Not quite an epidemic, local mechanics say. But far from uncommon.
"It is a fact," said Scott Nichol of Hitek Professional Automobile Repair, who says he gets six or seven cases of rodent damage a year. "It is a cold, hard, nasty fact. Summertime, wintertime, fall, it doesn't matter. ... The more squirrels you have in an area, the more you see things like this."
Travis Paswaters of Hayes Automotive said he tends to see it a little more in the winter. Squirrels and mice aren't specifically looking for your wires, he said, they're looking for a place to nest -- and in the winter, a recently parked car that sits for a while provides a perfect home.
"We pull nests out of air boxes and intake valleys all the time," Paswaters said. "And if they get down and chew something you can't find, you can get a pretty nasty gremlin. One, I remember, chewed the ignition coil wires. The car would run rough because one of the cylinders wasn't firing."
And sometimes it can add up to more than just a rough ride. Last May, a car caught fire and burned; police later determined it was because of a squirrel nest in the engine.
"If they chew up the wiring, you can have a car-becue," Nichol said.
So what can a driver do?
First, keep the car in a garage if you can. You can't close off all the entryways a rodent would use -- they're openings that the car needs -- but putting the vehicle inside makes it less likely that squirrels will pay a visit. Mice may still be a risk, though, Nichol said, especially outside of town.

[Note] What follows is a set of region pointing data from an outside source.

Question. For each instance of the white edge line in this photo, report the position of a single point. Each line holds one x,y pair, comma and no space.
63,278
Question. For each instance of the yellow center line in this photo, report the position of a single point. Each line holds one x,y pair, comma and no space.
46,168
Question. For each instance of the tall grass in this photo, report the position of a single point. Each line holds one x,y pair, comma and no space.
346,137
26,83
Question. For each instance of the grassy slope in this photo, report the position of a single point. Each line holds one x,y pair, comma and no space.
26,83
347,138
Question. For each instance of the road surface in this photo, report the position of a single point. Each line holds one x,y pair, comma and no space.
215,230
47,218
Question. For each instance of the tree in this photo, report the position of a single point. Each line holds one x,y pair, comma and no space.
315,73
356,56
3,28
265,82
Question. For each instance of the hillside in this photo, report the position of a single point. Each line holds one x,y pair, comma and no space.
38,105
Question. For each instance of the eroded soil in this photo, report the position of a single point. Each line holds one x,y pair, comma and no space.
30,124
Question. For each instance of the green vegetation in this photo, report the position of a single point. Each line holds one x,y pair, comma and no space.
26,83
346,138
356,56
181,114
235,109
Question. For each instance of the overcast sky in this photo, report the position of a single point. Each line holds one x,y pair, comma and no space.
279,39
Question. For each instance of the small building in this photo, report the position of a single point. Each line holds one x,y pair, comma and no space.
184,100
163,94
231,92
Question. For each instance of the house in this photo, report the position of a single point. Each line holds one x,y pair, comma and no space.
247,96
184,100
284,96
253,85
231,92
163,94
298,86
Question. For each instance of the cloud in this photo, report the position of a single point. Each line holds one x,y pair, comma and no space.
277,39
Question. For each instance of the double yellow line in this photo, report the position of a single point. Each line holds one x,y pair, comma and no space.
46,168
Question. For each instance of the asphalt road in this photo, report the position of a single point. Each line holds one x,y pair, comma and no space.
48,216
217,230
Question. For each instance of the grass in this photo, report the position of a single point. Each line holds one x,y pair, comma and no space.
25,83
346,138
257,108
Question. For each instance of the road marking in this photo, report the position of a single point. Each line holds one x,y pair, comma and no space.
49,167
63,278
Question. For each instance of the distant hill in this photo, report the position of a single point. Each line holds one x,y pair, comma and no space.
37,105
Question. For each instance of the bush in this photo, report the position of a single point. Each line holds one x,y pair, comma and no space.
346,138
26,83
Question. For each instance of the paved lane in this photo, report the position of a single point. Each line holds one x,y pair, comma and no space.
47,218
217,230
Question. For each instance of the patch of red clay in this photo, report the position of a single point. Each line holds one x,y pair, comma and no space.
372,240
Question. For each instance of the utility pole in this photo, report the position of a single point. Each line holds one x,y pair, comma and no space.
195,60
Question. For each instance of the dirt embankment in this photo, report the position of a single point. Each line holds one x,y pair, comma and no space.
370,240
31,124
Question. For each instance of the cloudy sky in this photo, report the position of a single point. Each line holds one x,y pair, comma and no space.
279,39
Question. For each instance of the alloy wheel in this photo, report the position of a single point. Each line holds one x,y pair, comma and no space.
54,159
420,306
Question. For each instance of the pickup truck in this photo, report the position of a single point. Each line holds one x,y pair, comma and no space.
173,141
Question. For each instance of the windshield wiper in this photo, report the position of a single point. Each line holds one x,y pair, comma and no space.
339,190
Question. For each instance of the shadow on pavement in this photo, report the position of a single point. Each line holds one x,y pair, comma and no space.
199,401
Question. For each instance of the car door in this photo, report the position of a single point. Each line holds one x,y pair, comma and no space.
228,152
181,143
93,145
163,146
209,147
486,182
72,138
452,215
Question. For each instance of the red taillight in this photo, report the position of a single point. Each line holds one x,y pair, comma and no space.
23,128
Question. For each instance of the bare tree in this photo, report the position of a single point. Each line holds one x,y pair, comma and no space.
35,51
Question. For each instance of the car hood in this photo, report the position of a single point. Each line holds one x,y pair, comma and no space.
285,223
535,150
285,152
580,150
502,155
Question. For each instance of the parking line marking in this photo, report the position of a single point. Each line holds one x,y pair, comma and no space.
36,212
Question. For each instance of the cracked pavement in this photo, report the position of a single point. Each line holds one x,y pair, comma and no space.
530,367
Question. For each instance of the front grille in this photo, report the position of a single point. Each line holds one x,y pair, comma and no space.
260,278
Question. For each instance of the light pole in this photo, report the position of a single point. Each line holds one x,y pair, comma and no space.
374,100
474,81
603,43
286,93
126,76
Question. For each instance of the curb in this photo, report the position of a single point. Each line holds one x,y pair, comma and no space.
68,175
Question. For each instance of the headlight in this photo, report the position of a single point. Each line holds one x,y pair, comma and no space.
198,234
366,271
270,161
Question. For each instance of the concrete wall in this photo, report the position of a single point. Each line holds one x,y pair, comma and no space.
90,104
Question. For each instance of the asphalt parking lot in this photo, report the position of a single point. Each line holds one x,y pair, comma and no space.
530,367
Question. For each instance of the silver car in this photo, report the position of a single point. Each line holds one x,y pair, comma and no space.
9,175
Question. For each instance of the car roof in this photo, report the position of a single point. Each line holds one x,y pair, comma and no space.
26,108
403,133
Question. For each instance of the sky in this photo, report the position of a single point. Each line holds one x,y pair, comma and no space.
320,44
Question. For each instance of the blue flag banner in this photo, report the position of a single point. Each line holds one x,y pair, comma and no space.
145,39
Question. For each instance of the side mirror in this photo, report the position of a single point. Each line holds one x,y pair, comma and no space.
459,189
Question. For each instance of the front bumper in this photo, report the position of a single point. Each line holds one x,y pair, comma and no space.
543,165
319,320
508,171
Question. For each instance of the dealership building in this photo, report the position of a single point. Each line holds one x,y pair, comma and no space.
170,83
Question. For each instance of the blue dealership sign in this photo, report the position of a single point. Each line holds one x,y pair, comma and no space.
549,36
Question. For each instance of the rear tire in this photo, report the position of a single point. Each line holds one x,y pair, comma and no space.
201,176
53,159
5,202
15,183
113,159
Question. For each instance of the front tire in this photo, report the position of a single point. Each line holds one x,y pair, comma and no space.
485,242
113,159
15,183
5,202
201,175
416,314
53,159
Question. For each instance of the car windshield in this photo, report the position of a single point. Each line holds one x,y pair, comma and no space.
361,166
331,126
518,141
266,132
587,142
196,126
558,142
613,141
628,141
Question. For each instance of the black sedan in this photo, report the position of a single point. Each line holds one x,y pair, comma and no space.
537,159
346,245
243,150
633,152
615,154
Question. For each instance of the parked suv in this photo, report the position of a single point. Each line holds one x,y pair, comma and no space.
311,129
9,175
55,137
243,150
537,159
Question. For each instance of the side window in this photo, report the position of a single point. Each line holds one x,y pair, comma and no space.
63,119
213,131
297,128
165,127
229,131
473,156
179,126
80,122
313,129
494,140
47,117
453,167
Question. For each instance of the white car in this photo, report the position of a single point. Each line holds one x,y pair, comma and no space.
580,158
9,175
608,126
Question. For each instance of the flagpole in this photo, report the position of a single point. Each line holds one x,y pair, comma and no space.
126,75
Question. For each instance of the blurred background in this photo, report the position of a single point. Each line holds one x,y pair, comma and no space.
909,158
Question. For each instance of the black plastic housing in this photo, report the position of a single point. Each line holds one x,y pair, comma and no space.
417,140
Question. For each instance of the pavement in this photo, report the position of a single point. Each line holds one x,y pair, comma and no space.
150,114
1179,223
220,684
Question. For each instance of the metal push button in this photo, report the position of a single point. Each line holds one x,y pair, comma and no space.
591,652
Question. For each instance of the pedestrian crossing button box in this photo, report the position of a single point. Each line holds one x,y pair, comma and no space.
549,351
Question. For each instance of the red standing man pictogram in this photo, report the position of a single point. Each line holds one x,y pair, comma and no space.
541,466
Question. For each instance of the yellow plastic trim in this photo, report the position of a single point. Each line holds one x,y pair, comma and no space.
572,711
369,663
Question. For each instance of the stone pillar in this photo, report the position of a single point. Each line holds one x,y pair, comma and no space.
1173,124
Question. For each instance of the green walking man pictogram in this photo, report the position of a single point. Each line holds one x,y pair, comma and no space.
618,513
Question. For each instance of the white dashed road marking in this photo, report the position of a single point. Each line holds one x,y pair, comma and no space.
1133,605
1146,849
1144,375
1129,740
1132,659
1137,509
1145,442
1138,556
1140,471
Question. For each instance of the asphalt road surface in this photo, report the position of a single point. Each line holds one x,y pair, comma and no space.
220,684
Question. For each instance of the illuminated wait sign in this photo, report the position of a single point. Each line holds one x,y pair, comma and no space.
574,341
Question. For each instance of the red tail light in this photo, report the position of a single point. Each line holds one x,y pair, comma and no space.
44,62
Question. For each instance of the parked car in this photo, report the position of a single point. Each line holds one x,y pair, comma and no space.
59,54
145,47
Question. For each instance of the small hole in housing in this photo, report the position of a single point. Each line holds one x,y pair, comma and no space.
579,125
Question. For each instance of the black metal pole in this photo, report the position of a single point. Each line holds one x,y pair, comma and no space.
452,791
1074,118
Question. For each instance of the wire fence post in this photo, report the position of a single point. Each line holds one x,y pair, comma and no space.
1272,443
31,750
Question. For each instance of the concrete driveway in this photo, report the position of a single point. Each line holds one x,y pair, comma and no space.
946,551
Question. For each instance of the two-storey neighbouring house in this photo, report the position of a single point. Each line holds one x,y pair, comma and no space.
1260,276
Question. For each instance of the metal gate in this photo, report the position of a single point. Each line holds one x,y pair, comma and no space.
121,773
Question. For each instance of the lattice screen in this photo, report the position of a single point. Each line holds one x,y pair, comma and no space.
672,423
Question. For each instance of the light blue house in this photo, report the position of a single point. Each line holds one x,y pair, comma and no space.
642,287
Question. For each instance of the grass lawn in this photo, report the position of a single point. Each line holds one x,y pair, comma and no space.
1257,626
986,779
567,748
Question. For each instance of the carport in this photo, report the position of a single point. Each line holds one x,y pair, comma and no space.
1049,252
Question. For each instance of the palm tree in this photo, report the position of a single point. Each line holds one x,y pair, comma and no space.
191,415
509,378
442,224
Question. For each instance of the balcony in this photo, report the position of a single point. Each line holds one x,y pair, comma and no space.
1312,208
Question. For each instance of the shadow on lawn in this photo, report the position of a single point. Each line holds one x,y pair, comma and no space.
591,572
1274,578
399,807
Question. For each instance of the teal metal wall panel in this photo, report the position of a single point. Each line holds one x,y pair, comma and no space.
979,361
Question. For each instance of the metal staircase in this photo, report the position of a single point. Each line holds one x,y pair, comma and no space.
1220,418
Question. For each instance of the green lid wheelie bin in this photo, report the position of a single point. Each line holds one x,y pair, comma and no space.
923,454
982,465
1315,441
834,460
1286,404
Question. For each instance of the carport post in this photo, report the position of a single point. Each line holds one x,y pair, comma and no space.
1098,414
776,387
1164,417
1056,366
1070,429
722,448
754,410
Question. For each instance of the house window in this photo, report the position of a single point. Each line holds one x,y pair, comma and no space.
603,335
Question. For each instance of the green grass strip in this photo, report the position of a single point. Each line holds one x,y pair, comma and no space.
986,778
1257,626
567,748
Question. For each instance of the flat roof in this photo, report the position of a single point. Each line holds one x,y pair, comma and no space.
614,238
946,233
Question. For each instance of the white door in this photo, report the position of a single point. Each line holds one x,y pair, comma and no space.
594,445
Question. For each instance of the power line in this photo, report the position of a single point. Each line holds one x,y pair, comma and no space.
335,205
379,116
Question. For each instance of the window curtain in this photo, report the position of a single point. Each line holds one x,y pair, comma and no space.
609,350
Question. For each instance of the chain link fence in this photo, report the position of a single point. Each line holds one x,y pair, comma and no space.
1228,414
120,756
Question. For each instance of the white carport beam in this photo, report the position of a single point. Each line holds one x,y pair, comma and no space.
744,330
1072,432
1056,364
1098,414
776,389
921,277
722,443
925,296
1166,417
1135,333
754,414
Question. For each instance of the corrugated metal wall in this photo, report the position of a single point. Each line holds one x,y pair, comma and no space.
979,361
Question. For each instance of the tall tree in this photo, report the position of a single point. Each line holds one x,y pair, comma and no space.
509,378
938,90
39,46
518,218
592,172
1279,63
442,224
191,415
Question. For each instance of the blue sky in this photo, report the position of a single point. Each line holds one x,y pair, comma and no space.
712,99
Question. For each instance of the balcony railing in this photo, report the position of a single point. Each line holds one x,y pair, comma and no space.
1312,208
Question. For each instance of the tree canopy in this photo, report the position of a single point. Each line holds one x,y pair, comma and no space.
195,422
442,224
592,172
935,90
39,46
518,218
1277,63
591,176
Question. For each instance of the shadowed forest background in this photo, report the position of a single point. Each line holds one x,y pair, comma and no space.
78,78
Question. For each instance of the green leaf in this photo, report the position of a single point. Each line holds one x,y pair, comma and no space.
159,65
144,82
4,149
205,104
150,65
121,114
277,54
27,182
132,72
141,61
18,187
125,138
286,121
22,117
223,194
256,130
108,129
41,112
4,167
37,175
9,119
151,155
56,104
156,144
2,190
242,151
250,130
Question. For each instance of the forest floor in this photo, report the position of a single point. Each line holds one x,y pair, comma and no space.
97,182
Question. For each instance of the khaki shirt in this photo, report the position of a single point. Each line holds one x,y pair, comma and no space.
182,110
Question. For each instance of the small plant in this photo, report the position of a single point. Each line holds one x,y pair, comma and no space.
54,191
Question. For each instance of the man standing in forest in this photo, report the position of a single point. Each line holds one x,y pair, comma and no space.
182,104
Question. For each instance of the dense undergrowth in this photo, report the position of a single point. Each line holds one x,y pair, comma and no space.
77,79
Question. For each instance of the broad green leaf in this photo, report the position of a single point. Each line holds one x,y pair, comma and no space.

Second, open up the hood and check the engine regularly, Paswaters said. If you find twigs, bits of leaves or other nest-building material, you might just have a visitor. Having the oil changed regularly will help, too, he said, since the mechanic will be alert to signs of trouble.
One common home remedy is to use mothballs or paint the wires with Tabasco sauce to discourage chewing. That can work, Paswaters said, but it can also have unpleasant consequences, since the fresh air intake is near the core of the engine.
"It'll make the HVAC unpleasant," he said, referring to the passenger heating and cooling system. "You'll be getting that smell yourself."
Nichol advised not to try putting poison down near the car; the risk of a pet consuming it by mistake isn't worth it, he said. The best thing you can do, he said, is not to let the car sit.
"Don't keep it parked for weeks on end," he said. "Make sure the car moves."